Java 7 comes with the method java.nio.file.Files#probeContentType(path) to determine the content type of a file at the given path. It returns a mime type identifier. The implementation actually looks at the file content and inspects so-called “magic” byte sequences, which is more reliable than just trusting filename extensions.
However, the default implementation included in Java 7 seems to be platform dependent and not very complete. For example, for me it did not even recognize an mp3 file as audio/mpeg. Fortunately, the Open Source library Apache Tika provides more comprehensive mime type detection and seems to be platform independent.

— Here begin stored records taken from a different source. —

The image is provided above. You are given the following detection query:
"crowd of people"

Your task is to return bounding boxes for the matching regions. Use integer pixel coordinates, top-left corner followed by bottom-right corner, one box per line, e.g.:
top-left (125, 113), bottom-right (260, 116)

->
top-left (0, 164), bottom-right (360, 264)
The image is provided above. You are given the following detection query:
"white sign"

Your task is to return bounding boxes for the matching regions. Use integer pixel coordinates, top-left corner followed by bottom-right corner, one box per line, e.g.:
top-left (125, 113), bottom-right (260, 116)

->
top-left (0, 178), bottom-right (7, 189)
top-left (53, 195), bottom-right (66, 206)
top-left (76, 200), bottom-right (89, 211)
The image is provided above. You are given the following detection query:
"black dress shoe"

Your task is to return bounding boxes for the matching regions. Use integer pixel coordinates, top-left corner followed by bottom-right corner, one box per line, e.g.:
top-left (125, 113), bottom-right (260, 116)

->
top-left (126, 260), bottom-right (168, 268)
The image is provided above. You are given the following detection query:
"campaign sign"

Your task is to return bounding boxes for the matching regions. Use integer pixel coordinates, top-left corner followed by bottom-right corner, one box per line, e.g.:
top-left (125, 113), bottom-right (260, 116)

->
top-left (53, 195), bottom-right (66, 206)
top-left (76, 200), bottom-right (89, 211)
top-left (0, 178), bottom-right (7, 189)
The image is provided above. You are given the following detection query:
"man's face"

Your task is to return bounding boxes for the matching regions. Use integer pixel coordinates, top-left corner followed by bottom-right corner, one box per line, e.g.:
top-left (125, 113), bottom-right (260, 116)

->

As shown below, you can register a simple Tika based FileTypeDetector implementation with the Java Service Provider Interface (SPI) to transparently enhance the behaviour of java.nio.file.Files#probeContentType(path). As soon as the resulting jar is in your classpath, the SPI mechanism wil pick up our implementation class and Files.probeContentType(..) will automatically use it behind the scenes.
Maven dependency
<dependency> <groupId>org.apache.tika</groupId> <artifactId>tika-core</artifactId> <version>1.4</version> </dependency>
FileTypeDetector.java
package net.doepner.file; import java.io.IOException; import java.nio.file.Path; import org.apache.tika.Tika; /** * Detects the mime type of files (ideally based on marker in file content) */ public class FileTypeDetector extends java.nio.file.spi.FileTypeDetector { private final Tika tika = new Tika(); @Override public String probeContentType(Path path) throws IOException { return tika.detect(path.toFile()); } }
Service Provider registration
To register the implementation with the Java Service Provider Interface (SPI), you need to have a plaintext file /META-INF/services/java.nio.file.spi.FileTypeDetector in the same jar that contains the class net.doepner.file.FileTypeDetector. The text file contains just one line with the fully qualified name of the implementing class:
net.doepner.file.FileTypeDetector
With Maven, you simply create the file src/main/resources/META-INF/services/java.nio.file.spi.FileTypeDetector containing the line shown above.
See the ServiceLoader documentation for details about Java SPI.
Nice post, was looking for a solution as probeContentType doesn’t appear to be implemented on OS X yet. Any idea how you would register the service provider in Play! Framework which uses sbt, not Maven?
Have you seen the bug report and the comment about ~/.mime-types?
http://bugs.sun.com/bugdatabase/view_bug.do?bug_id=8008345
To register the implementation with the Java Service Provider Interface (SPI), you need to have a plaintext file /META-INF/services/java.nio.file.spi.FileTypeDetector in the same jar that contains the class net.doepner.file.FileTypeDetector. The text file contains just one line with the fully qualified name of the implementing class.
To use Tika without Maven you just have to make sure that tika-core and all its dependencies are in the classpath.